Lambda, map & filter
Tiny one-line functions, and tools that apply a function across a whole list.
What you will learn
- Write a lambda (anonymous function)
- Transform a list with map()
- Filter a list with filter()
A function as a value
So far every function had a name (from def). But sometimes you need a tiny throwaway function just for one moment — and naming it would be overkill. A lambda is a one-line, anonymous (nameless) function. The word “anonymous” simply means it has no name of its own.

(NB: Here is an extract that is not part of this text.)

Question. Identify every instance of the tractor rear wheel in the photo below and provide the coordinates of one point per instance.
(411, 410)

A key idea unlocks this lesson: in Python a function is just a value, like a number or a string. That means you can store it in a variable and even pass it to another function. A function that takes another function as an argument is called a higher-order function.
# a normal function...
def double(n):
return n * 2
# ...and the exact same thing as a lambda
double2 = lambda n: n * 2
print(double(5))
print(double2(5))The lambda reads lambda n: n * 2 — “take n, give back n * 2.” Everything after the colon is the value it returns; there is no return keyword and no name. We stored it in double2 here just to show it behaves identically to the def version — both print 10. In real code you usually pass a lambda straight into another function instead of naming it.
Note: Output: 10 10
map(): apply a function to every item
The built-in map() runs a function on every item of a list and gives back the transformed results. You hand it two things: the function to apply, and the list. (It returns a special map object, so we wrap it in list() to see the values.)
prices = [100, 250, 80]
with_tax = list(map(lambda p: p * 1.1, prices))
print(with_tax)Here map takes the lambda lambda p: p * 1.1 and applies it to each price in turn: 100→110, 250→275, 80→88. The list(...) around it turns the result into a normal list we can print. So map is the tool way of saying “do this to every item.” (A list comprehension could do the same — both are common and correct.)

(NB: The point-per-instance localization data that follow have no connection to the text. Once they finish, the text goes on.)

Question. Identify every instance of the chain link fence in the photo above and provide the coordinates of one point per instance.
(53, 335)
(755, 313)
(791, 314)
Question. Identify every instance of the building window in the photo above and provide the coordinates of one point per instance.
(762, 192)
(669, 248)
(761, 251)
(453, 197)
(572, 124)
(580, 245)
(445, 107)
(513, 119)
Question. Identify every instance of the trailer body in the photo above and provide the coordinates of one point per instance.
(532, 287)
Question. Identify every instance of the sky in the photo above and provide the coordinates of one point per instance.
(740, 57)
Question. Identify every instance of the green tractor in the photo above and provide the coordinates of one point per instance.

Note: Output: [110.00000000000001, 275.0, 88.0]
filter(): keep only matching items
The built-in filter() keeps only the items that pass a test. You give it a function that returns True or False, and the list. Items for which the function returns True are kept; the rest are dropped.
numbers = [5, 12, 8, 3, 20]
big = list(filter(lambda n: n > 10, numbers))

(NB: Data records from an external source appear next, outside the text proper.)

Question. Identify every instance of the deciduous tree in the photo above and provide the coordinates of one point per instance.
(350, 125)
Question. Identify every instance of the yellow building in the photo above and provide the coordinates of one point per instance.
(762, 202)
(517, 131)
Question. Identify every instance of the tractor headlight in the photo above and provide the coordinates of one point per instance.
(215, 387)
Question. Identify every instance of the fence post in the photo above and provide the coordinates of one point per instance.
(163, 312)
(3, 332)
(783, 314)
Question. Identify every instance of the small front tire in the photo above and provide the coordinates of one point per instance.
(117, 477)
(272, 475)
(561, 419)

print(big)The lambda lambda n: n > 10 answers “is this number bigger than 10?” for each value. filter keeps the ones that answer True — 12 and 20 — and discards the rest. Again we wrap it in list() to view the result. So map transforms every item, while filter selects some items.
Note: Output: [12, 20]
When to use which
Here is a simple way to choose between the tools you now know for working over a list:
| Goal | Reach for |
|---|---|
| Change every item | map() or a comprehension |
| Keep only some items | filter() or a comprehension with if |
| A one-off tiny function to pass in | a lambda |
| Anything complex / multi-line | a named def function |
Tip: If a lambda starts getting long or hard to read, that is a sign to write a proper named def function instead. Lambdas are best kept to a single, simple expression.
Q. What is a lambda in Python?
✍️ Practice
- Write a lambda that returns the square of a number and call it.
- Use filter() to keep only the names longer than 4 letters from a list.
🏠 Homework
- Given a list of prices, use map() to apply a 20% discount, then filter() to keep only those still above 100.